Sinister: F***in' Monkeys

Williams Adam (Mr A) Adam.Williams at xxx.uk
Mon Jul 3 12:31:50 BST 2000


May I just say that you're all a bunch of bastards. Utter bastards. Well not
all of you. In fact I think most of you are really quite lovely. But there
is an utter, utter bastard in our midst, oh yes. I know not whom, their name
evades me, and even if I did know I wouldn't say because Mummy taught me
that it's rude to point. Even at utter, utter, UTTER bastards. Who smell of
wee.
  Yes, someone last week mentioned the TOTP gorilla. Again. I avoided the
list at time of said incident out of self love and not wanting to hurt my
delicate thespian feelings, but just as one feels it's safe to peep over the
parapet the monkey is mentioned. DO YOU NOT KNOW HOW I COVETED THAT ROLE?
Why not just mention the Sc***ish pl*y and PISS ON MY GRAVE?
  I'm sorry to disillusion those of you who thought that Stuart and Co
whisked up the monkey idea in a fit of high-jinks spontaneity, but it was a
cleverly considered scheme from Sell-Out Central Corp. I answered the Ad in
Stage sometime in February, attended a plethora of auditions (I, as ever,
showed them my Willy Lomax to gasps and coos of admiration, costume fittings
and the like and was nigh on assured that the part was mine. Off then I
went, plunged into an arduous regime of bananas and David Attenborough
videos in my dedication to 'The Method'. I even spent a week with Keith
Harris' hand up my arse. Although strictly speaking that wasn't related.
Oh yes, if a part's worth doing, it's worth doing well and never let it be
said that I, Adam Aloysius Slinky III (the list surname is a Nom de guerre
sop to the Welsh Ethnic thing my agent foisted upon me back when Cerys was
cool) am less than 100% committed to my craft. No, sod it, 115%. That covers
my agent's cut as well.
  Anyway, I digress. Suffice to say I was royally shafted at the last minute
in a way that would make Prince Edward blanch. No reason was given, just
half-hearted apologies and the promise of 'future work'. Yes, yes. That old
chestnut. Don't call us...
  It's not my only knockback of late either. I flew into Glasto a couple of
weeks hence to assume my usual role of Bowie's squirming shame and
somnambulism. "Sorry Slinks", he says, "But I won't be needing you today,
I've decided to go back to being a God again."  
I began to plead with him "But, Dave..."
"That's Dame David to you now Slinks." he sneered. "Now on your knees and
kiss my velvet boot."
  I was so dented I had to spend extra time with my support group. Lovely
lad, he is. Works from a flat off Wardour Street.
So now it's to you, dear list, that I turn. And please do not consider this
list abuse, for I am part of the list and to act in so brazen a way would be
to act against my self. Although, as such, I am not entirely averse to self
abuse. 
But onwards with my plea. I'm available. All parts considered. You must have
seen me in the Shake n Vac ads back in the 70s, but my most sparkling work
has been in the pop and rock community. Gaz Coombe's sideburns, Brittney's
pert chest (pre-op. Got kicked off the role in favour of Brummie fraud),
Damon's ego. Etcetera. etcetera. Hold on, my mobile's vibrating...
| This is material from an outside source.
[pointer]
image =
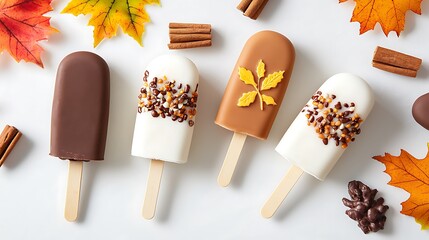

Well must dash. That was my agent. I've got to go and pile pounds on in a
way to make De Niro look like the skinny freak he was in Raging Bull.  I'll
see you all on tour sometime soon. Wave to me do. I'll be playing Isobels's
arse.

Mwah mwah. Ciao.
a.

PS. I could say I love Baxendale. But i would be saying it with irony.
PPS. I can say I hate Bis. Tradition demands it.